Introduction

Cesarean delivery (CD) has increased in all developed countries with Nordic countries having the lowest rates [1]. There has been a moderate increase in CD rates also in the Nordic countries [2]. Between 2000 and 2011 the rates increased by 26%, 15% and 10% in Denmark, Norway, and Sweden, respectively, after which they have levelled off during the most recent years [3]. Higher CD rates may be associated with future adverse complications in the mother and her baby [4] and have economic costs for the society [5].

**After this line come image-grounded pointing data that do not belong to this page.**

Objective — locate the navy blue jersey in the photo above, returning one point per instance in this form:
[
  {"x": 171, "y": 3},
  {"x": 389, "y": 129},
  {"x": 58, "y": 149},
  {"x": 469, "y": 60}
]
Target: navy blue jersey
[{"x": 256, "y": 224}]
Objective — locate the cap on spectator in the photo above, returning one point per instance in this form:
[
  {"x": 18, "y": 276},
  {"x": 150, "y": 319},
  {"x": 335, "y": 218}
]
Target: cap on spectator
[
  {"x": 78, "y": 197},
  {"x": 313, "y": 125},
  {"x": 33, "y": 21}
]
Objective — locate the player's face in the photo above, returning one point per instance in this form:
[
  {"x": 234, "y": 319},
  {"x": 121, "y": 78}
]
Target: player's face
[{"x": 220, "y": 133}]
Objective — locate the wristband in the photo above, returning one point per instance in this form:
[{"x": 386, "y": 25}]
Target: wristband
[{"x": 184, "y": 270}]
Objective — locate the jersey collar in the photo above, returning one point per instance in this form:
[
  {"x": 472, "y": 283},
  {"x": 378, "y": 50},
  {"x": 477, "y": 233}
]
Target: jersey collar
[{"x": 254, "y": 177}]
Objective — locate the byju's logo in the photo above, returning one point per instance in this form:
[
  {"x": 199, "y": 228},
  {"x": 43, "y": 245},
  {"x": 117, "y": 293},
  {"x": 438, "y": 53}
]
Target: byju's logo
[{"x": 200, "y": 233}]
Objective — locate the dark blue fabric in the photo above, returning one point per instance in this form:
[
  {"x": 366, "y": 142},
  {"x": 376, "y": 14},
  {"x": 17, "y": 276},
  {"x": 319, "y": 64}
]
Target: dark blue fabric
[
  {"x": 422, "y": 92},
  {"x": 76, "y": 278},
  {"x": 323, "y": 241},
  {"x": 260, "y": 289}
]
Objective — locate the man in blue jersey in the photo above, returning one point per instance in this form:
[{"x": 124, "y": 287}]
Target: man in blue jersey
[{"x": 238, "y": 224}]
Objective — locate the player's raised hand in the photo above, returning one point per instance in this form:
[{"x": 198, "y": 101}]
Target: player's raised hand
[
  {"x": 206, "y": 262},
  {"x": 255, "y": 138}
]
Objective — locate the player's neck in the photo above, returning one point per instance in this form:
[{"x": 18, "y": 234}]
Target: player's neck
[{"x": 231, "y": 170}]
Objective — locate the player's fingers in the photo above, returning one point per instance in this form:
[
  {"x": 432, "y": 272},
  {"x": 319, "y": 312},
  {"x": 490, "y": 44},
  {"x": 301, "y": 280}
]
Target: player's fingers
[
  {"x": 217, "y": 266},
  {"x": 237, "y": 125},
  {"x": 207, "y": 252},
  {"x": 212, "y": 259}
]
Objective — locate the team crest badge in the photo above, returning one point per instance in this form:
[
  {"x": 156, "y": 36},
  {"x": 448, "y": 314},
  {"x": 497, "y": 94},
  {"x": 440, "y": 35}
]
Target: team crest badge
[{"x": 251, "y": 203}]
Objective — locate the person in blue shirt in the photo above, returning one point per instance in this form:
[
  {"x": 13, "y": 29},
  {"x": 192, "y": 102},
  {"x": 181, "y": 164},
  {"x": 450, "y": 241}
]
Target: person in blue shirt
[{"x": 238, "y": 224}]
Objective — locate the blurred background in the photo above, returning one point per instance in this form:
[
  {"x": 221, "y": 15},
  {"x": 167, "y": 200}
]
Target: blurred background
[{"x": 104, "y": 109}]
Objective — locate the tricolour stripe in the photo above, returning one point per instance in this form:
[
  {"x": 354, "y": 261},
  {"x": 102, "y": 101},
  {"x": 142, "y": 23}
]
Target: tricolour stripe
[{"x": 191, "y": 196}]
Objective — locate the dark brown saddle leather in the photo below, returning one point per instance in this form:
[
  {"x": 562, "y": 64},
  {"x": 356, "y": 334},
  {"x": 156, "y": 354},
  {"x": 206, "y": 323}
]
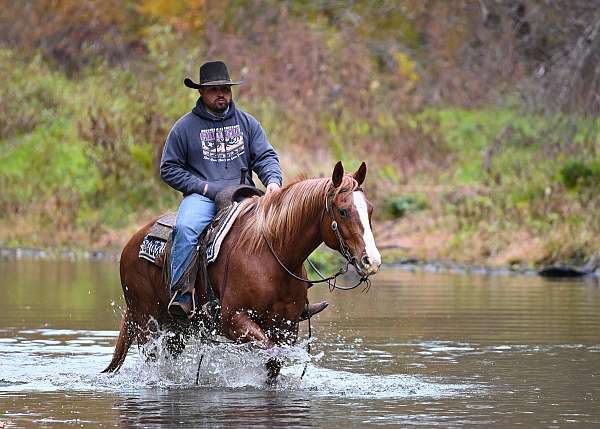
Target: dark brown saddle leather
[{"x": 163, "y": 226}]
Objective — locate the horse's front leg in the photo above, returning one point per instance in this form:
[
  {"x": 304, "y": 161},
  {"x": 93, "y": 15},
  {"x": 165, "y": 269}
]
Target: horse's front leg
[{"x": 241, "y": 327}]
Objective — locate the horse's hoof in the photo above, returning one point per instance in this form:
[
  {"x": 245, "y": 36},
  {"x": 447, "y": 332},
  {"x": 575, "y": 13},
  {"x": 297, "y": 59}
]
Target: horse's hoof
[
  {"x": 180, "y": 310},
  {"x": 311, "y": 309}
]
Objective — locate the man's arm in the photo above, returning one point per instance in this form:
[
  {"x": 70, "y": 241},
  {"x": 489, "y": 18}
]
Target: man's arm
[
  {"x": 264, "y": 159},
  {"x": 172, "y": 167}
]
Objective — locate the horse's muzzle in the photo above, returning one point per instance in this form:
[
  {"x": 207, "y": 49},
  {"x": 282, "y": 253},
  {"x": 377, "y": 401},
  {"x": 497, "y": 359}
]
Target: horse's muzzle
[{"x": 366, "y": 266}]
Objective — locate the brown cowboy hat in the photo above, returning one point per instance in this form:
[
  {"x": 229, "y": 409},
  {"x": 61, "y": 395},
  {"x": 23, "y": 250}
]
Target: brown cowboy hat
[{"x": 212, "y": 73}]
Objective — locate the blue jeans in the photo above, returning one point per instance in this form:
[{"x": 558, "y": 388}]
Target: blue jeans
[{"x": 195, "y": 213}]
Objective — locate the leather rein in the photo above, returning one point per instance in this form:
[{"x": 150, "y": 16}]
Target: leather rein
[{"x": 344, "y": 250}]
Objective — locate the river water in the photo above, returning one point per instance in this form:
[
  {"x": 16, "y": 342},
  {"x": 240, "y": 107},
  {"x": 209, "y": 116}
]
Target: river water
[{"x": 419, "y": 349}]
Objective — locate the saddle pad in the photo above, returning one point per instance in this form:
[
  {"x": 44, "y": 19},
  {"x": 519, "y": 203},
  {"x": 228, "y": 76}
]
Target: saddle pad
[
  {"x": 152, "y": 248},
  {"x": 219, "y": 230},
  {"x": 154, "y": 244}
]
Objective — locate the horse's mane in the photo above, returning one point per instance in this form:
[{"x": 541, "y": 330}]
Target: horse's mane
[{"x": 283, "y": 214}]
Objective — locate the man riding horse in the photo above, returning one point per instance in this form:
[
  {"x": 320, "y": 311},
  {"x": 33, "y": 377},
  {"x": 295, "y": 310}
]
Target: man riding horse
[{"x": 205, "y": 152}]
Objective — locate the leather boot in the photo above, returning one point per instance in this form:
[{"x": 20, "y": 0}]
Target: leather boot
[{"x": 311, "y": 309}]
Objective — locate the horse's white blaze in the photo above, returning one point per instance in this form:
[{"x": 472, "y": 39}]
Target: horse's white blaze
[{"x": 361, "y": 207}]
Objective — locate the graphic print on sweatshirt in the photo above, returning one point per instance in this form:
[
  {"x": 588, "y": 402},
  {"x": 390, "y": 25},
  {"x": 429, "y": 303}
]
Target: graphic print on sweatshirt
[{"x": 216, "y": 147}]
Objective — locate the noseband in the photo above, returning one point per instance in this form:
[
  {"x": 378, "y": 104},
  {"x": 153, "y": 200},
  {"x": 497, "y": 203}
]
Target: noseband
[{"x": 344, "y": 250}]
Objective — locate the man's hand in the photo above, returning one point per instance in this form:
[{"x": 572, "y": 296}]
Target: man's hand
[{"x": 273, "y": 187}]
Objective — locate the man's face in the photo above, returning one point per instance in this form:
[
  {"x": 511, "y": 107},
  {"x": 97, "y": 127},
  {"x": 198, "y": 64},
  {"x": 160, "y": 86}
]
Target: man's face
[{"x": 216, "y": 98}]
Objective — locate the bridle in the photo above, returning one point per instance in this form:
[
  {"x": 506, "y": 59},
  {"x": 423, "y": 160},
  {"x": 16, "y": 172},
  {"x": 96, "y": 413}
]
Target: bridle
[{"x": 344, "y": 250}]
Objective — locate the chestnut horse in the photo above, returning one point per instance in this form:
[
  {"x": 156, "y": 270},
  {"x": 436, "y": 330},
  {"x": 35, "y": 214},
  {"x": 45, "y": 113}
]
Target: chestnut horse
[{"x": 260, "y": 301}]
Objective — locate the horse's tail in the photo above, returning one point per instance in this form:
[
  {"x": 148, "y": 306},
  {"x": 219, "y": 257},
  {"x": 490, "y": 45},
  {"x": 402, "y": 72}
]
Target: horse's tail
[{"x": 123, "y": 342}]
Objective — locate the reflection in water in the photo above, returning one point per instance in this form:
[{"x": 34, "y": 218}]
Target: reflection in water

The ongoing changes in clinical interventions as well as society composition including maternal age at childbirth and cultural background or ethnicity in relation to immigration, make it crucial to monitor CD rates and identify groups with too high CD rates and contributing factors [1]. Nulliparous women and women with previous CD are the two groups contributing strongly to increasing CD in the Nordic countries [2]. Major risk factors for the rise in CD include advanced maternal age [6], change in clinical practice such as management of breech pregnancies [7] and more induced deliveries [8]. Women’s preferences [9] and change in population risk profile such as higher body mass index (BMI) [10] are also important.

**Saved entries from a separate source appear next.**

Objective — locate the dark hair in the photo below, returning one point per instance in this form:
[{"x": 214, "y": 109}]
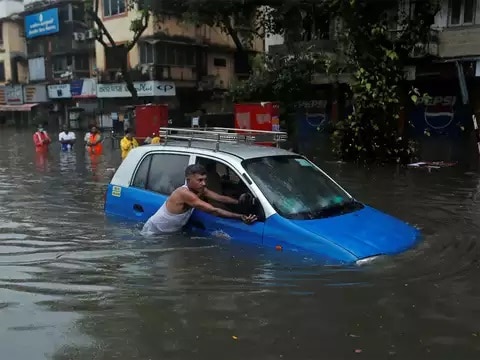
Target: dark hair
[{"x": 195, "y": 169}]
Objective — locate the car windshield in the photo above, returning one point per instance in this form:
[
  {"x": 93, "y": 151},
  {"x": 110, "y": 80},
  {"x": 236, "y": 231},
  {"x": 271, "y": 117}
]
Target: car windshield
[{"x": 297, "y": 189}]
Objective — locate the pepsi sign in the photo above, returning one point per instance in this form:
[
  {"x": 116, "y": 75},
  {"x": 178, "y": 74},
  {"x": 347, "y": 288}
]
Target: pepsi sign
[
  {"x": 439, "y": 112},
  {"x": 439, "y": 115}
]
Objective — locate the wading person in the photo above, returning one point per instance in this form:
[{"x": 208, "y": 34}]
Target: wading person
[
  {"x": 41, "y": 139},
  {"x": 177, "y": 209},
  {"x": 128, "y": 143},
  {"x": 66, "y": 138}
]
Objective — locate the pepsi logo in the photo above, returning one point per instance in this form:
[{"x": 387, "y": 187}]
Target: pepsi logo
[{"x": 439, "y": 111}]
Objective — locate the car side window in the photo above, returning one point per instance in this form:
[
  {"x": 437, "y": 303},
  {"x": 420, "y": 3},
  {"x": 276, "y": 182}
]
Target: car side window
[
  {"x": 167, "y": 172},
  {"x": 223, "y": 180},
  {"x": 140, "y": 179}
]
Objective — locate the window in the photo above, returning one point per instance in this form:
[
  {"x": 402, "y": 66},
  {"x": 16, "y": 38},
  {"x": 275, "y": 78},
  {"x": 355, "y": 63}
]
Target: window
[
  {"x": 175, "y": 55},
  {"x": 462, "y": 12},
  {"x": 298, "y": 190},
  {"x": 167, "y": 172},
  {"x": 2, "y": 71},
  {"x": 146, "y": 53},
  {"x": 113, "y": 7},
  {"x": 82, "y": 62},
  {"x": 140, "y": 179},
  {"x": 114, "y": 57},
  {"x": 220, "y": 62},
  {"x": 223, "y": 180}
]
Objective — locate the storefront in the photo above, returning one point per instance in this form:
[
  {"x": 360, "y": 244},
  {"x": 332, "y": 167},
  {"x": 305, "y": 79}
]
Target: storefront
[
  {"x": 116, "y": 102},
  {"x": 15, "y": 111}
]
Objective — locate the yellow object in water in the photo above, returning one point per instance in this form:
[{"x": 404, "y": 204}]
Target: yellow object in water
[{"x": 126, "y": 145}]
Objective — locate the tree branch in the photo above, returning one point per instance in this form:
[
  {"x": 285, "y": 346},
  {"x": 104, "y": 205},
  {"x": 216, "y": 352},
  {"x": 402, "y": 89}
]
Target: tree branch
[
  {"x": 103, "y": 30},
  {"x": 232, "y": 32},
  {"x": 144, "y": 20}
]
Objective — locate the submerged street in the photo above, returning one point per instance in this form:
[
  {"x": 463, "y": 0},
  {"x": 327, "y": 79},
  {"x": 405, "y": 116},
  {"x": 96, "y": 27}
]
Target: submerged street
[{"x": 77, "y": 285}]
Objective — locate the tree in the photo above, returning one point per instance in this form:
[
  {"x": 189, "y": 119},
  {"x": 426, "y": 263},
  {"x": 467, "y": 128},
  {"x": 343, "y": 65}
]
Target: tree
[
  {"x": 369, "y": 49},
  {"x": 376, "y": 55},
  {"x": 104, "y": 37}
]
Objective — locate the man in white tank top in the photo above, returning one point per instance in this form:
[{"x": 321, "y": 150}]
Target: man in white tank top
[{"x": 177, "y": 209}]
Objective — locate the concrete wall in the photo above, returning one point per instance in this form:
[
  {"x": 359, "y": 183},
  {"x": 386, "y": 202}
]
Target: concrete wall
[{"x": 457, "y": 40}]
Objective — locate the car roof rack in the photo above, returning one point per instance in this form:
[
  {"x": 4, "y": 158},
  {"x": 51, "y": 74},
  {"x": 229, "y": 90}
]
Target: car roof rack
[{"x": 221, "y": 135}]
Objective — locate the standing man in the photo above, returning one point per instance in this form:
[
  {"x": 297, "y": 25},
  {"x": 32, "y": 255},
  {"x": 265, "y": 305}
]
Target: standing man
[
  {"x": 67, "y": 138},
  {"x": 177, "y": 209},
  {"x": 128, "y": 143},
  {"x": 41, "y": 139},
  {"x": 94, "y": 143}
]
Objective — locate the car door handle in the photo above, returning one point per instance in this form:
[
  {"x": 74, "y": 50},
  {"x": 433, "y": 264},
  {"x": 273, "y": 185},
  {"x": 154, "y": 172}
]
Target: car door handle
[{"x": 198, "y": 224}]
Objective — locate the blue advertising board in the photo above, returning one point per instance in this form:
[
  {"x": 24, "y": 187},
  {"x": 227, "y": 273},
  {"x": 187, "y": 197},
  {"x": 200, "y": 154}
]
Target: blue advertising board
[
  {"x": 42, "y": 23},
  {"x": 443, "y": 114}
]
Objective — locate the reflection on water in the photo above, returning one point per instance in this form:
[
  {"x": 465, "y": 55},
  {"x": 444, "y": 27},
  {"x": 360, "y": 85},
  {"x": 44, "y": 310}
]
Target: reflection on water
[{"x": 76, "y": 285}]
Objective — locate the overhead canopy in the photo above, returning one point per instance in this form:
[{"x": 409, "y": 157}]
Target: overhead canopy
[{"x": 23, "y": 107}]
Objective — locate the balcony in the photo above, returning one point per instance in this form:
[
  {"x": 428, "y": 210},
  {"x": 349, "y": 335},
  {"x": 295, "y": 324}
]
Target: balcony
[
  {"x": 318, "y": 46},
  {"x": 72, "y": 39},
  {"x": 420, "y": 50}
]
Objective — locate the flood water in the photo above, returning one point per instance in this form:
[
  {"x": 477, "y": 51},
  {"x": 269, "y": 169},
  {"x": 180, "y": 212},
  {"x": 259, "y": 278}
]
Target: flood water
[{"x": 77, "y": 285}]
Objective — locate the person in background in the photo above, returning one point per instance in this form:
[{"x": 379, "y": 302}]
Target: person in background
[
  {"x": 128, "y": 143},
  {"x": 155, "y": 139},
  {"x": 87, "y": 136},
  {"x": 41, "y": 139},
  {"x": 94, "y": 143},
  {"x": 67, "y": 138}
]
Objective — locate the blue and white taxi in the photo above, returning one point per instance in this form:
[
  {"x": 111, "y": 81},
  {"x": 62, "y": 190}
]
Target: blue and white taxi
[{"x": 299, "y": 207}]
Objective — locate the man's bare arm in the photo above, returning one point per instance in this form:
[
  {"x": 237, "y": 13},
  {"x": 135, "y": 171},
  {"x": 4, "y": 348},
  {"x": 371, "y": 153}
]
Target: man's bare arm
[{"x": 220, "y": 198}]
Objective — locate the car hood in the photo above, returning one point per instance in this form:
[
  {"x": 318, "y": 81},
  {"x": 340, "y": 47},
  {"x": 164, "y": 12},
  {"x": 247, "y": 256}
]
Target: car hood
[{"x": 364, "y": 233}]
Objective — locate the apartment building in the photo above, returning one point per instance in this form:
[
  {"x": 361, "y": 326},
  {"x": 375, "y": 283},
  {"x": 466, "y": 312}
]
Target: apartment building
[
  {"x": 447, "y": 67},
  {"x": 197, "y": 64}
]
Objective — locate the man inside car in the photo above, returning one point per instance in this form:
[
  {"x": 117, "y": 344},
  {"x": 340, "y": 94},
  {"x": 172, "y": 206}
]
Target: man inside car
[{"x": 175, "y": 212}]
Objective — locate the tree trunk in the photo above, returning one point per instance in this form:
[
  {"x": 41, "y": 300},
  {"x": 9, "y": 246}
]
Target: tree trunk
[{"x": 127, "y": 77}]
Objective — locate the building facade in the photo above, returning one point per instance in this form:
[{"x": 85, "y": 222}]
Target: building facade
[
  {"x": 447, "y": 66},
  {"x": 199, "y": 62},
  {"x": 53, "y": 69}
]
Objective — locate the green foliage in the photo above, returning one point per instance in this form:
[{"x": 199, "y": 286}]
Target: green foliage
[{"x": 373, "y": 132}]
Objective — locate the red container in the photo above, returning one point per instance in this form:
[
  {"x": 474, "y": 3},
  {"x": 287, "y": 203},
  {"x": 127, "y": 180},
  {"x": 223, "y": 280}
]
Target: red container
[
  {"x": 258, "y": 116},
  {"x": 149, "y": 119}
]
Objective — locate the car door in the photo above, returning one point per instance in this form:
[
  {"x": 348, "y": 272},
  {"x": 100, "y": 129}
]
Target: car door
[
  {"x": 157, "y": 175},
  {"x": 230, "y": 229}
]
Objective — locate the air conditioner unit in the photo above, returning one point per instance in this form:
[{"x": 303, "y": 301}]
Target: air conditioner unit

Increasing maternal age is associated with increased risk of pregnancy complications and obstructed labor [6], and may be explained by biological changes to the uterine contractility [11, 12]. However, a prior study among low risk nulliparous women in Norway and Sweden reported declining CD rates in women older than 35 years [13]. This study only focused on women older than 30 years and thus excluded most nulliparous women and did not take into consideration women’s different risk profiles and clinical handling.

Other factors influencing CD rates include changes in induction policy and pre-labor CD [8, 14]. The link between induction and CD has been much debated, with many studies reporting conflicting findings. Some observational studies report induction of labor in low-risk nulliparous women to increase risk of CD [15, 16] while others have reported unchanged or even lower risk of CD [17,18,19]. In Norway, induction rates have increased from 12.5% in 2003 to 20.3% in 2013, with one in ten inductions performed without any medical indication [20]. In 2020, the induction rate in Norway was 27.1% [21].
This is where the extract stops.